Inside: a detailed tutorial on how to choose your camera focus points and change focal points to choose which part of your image you want in focus.
Disclaimer: This post contains affiliate links. Any purchases made through such links will result in a small commission for me at no extra cost to you.
Before I knew the first thing about photography, certain photos would catch my eye online. I admired photos with one part of the image in focus with the rest blurry.
It looked so nice, so professional.
But when I picked up my camera I didn’t get results like that.
Sometimes it worked, but as often as not, my subject would be out of focus while the trees behind them were sharp.
“How hard can this be”? I’d think. I’d change my angle and try again.
But my results were inconsistent at best.
Why do all those little squares light up inside my viewfinder?
Why do they keep changing and why can’t I control them?
What’s the missing piece?
As it turns out, there’s one camera setting that allows you to choose your focal point and it was the missing piece that changed everything for me.
Why It’s Important To Choose Your Camera Focus Points
A great photo has a clear focal point. The focal point should be in focus and stand out from the rest of the image.
In Auto Mode, most cameras will choose the focal point for you.
As you look into your camera’s viewfinder you will see an array of focal points. When you depress your shutter halfway you’ll notice how one or more of the camera focus points light up.
If you’re lucky, when you shoot in auto mode, one of the camera focus points will fall on your subject.
But as often as not, when your camera decides for you, you’ll get an unpredictable result.
In the image below I wanted the flower in focus, but the camera chose the leaf instead:
I got the result I wanted when I chose the camera’s focal point.
Learning how to choose your focal point will take your photos to the next level.
Pin This For Later
A Powerful Camera Setting
Toggling your focal point is powerful. Here are three reasons why:
First, it’s powerful because you can tell your camera what’s most important in your image.

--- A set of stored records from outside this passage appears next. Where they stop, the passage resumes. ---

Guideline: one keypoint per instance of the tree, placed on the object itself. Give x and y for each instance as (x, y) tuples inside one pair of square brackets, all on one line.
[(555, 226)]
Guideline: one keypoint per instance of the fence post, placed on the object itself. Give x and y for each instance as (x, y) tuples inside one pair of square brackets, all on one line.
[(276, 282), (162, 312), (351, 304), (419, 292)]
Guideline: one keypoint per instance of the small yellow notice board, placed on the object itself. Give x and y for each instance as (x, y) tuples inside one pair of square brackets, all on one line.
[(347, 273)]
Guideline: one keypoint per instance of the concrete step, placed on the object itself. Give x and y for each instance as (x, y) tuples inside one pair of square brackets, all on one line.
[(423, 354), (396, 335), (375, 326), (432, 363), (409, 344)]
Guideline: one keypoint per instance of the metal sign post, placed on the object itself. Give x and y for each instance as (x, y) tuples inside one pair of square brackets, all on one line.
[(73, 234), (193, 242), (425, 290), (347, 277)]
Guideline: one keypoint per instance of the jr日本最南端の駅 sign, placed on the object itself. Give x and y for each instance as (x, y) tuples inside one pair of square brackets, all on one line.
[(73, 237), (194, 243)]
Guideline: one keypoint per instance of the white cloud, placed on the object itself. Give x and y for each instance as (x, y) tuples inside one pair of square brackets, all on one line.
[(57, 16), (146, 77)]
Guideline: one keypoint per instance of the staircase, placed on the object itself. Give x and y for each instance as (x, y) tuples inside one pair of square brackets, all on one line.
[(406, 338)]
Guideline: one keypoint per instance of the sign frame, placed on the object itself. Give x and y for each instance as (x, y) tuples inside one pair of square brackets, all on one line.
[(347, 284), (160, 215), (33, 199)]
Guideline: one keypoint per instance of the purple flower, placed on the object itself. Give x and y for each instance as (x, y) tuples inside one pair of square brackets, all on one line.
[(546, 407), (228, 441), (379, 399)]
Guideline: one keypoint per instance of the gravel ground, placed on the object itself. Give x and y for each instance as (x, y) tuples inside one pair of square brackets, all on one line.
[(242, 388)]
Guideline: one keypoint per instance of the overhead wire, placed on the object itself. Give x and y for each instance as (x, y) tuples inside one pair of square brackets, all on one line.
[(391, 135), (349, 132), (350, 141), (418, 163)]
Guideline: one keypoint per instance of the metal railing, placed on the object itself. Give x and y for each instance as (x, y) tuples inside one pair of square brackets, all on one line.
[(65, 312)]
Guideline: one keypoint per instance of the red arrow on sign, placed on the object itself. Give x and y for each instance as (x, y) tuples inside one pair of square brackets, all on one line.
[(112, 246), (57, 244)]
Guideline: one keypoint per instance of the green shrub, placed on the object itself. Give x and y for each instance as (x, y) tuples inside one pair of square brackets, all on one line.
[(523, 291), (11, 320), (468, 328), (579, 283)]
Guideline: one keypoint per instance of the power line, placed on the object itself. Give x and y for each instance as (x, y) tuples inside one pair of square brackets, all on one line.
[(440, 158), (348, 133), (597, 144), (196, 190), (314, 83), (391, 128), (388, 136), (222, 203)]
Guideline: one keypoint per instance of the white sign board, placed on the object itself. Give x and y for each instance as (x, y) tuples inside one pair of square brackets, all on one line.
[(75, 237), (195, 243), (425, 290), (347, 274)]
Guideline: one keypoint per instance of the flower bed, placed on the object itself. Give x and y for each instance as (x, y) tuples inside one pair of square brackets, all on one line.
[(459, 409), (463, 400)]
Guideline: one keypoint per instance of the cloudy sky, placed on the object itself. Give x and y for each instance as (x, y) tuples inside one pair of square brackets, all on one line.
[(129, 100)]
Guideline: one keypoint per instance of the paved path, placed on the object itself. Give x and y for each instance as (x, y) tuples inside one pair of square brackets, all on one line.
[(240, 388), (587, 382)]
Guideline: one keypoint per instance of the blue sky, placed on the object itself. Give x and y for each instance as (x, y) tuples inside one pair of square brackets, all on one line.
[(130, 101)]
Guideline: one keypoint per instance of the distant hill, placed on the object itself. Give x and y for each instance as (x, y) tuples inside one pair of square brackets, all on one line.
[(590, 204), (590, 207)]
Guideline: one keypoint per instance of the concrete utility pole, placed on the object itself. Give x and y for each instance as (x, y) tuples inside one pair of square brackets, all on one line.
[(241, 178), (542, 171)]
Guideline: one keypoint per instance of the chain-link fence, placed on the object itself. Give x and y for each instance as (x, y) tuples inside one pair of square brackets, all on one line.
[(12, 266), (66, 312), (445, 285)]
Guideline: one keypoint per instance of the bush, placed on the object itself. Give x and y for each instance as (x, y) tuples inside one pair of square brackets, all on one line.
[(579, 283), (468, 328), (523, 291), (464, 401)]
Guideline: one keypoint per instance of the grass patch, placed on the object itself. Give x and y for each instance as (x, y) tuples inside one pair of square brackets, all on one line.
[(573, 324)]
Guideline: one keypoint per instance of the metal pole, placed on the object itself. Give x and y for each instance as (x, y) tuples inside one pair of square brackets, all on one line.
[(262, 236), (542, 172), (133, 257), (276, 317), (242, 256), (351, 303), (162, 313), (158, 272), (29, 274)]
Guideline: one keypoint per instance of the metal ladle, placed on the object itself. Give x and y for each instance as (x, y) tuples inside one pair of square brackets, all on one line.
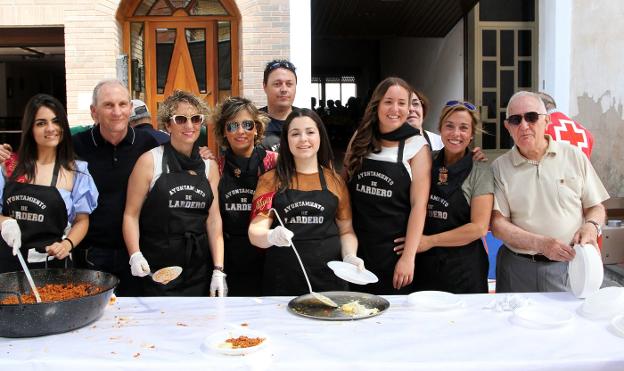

Here, I placed the focal point on my daughter. This told my camera I wanted her in focus, not the poles or trees behind her. When paired with a wide aperture the background blurs while the subject remains sharp.
Second, it’s powerful because if there’s something between you and your subject you can incorporate it into the foreground of the image without confusing your camera as to what you want in focus.
In this shot, I told my camera to focus on my son as the subject of the photo, not my daughter in front of him. This added nice depth to the photo, and my camera knew what I wanted in focus.
Third, it’s powerful because you can use it to create interesting compositions while shooting.
In this photo I used the rule of thirds to compose my photo with my son in the right third of the frame.
Single Point Focus
Photography terms can get confusing. The words focus, auto, and mode get thrown around a lot and not always in reference to the same camera function.
In this tutorial, we’ll use the term single point focus to refer to the camera setting that allows you to choose and toggle your focal point.
But this camera function may be called something different based on the camera model. On Nikon cameras it’s called the AF area mode. On Canon cameras it’s called single-point AF.
How to Change Your Focal Point
Step 1 – Pull Out Your Camera Manual
Remember that manual that came with your camera? Time to dig it out!
Every camera’s a little different so you’ll need to find out how to switch to single point focus – or whatever term your camera manufacturer uses – on your camera.
Step 2 – Get Out of Auto Mode
Step 3 – Switch To Single Point Focus
Step 4 – Practice!
Look through your camera’s viewfinder. Use the arrows on your multi-selector wheel to toggle your focal point up, down, left and right.
Practice until you get comfortable doing it.
Is changing your focal point the piece you’ve been missing? If so, you’ve now got a powerful tool at your disposal for consistent focus and better photos.